Stokowiec odpowiedział Leśnodorskiemu: Niektórym zostają tylko gierki i prowokacje

Trener Lechii Gdańsk, Piotr Stokowiec, odpowiedział Bogusławowi Leśnodorskiemu, który kilka dni temu powiedział, że zdobycie przez "biało-zielonych" mistrzostwa Polski traktuje w kategorii żartu.
- Legia nie ma z kim przegrać. To, że wyglądamy teraz słabo, nic nie znaczy. Wszyscy grają jeszcze gorzej. W ogóle nie traktuje Lechii poważnie, raczej w kategoriach żartu. Nie chodzi mi o to, że zespół jest żartem, mam do Lechii szacunek i fajnie, że im tak idzie. Ale hasło "Lechia mistrzem Polski" nie mieści mi się w głowie. I nie chciałbym, żeby mi się musiało zmieścić - powiedział Leśnodorski.
O tę wypowiedź przed wtorkowymi derbami Trójmiasta zapytany został Piotr Stokowiec.
O tę wypowiedź przed wtorkowymi derbami Trójmiasta zapytany został Piotr Stokowiec.

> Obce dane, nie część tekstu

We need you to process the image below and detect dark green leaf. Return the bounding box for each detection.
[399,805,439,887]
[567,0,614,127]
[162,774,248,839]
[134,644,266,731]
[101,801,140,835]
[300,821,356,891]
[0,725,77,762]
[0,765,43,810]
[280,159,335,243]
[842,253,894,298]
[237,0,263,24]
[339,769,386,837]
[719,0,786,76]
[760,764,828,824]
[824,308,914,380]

- Przeoczyłem tę wypowiedź. Nie chcę tego komentować, ale to nie podnosi mi ciśnienia. Niektórym zostają tylko takie gierki i prowokacje, bo na nic innego nie mogą mieć wpływu. Na nikim w Lechii nie robi to wielkiego wrażenia. Zamiast mówić, wolimy działać. Nie reagujemy na takie zaczepki - powiedział trener drużyny, która zajmuje 1. miejsce w tabeli Ekstraklasy.

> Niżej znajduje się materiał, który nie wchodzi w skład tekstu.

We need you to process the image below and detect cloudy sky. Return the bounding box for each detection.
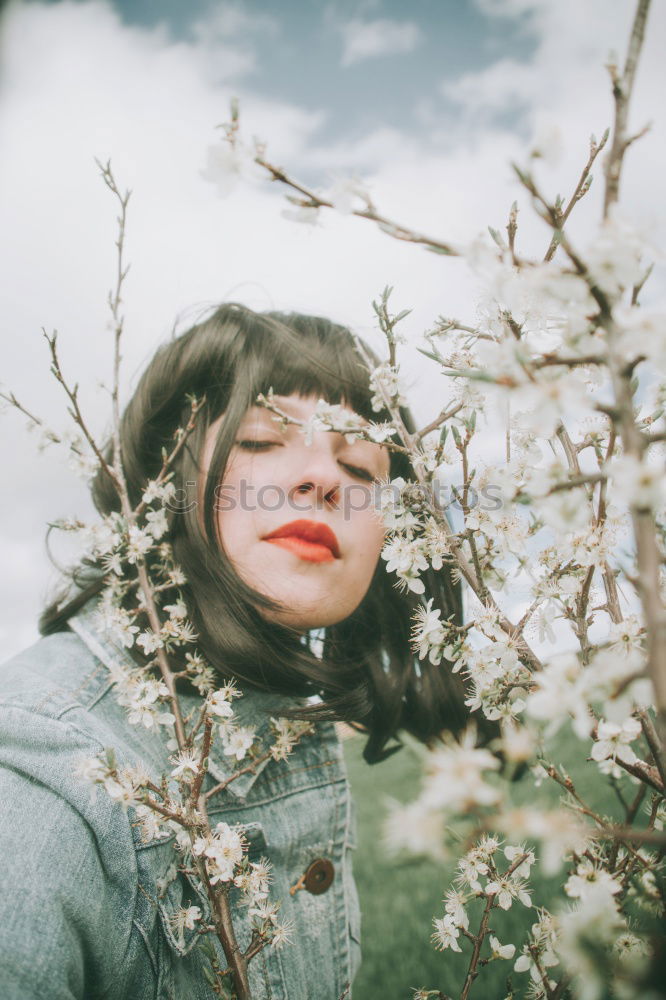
[1,0,664,657]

Przewaga Lechii Gdańsk nad Legią Warszawa wynosi 5 punktów, gdyż po niedzielnym zwycięstwie Wisły Kraków nad Legią Warszawa została powiększona. W derbach Trójmiasta podopieczni Piotra Stokowca mogą wykonać bardzo ważny krok, aby zdobyć swoje pierwsze w historii mistrzostwo kraju. Do końca rundy zasadniczej Ekstraklasy pozostały już tylko 3 kolejki.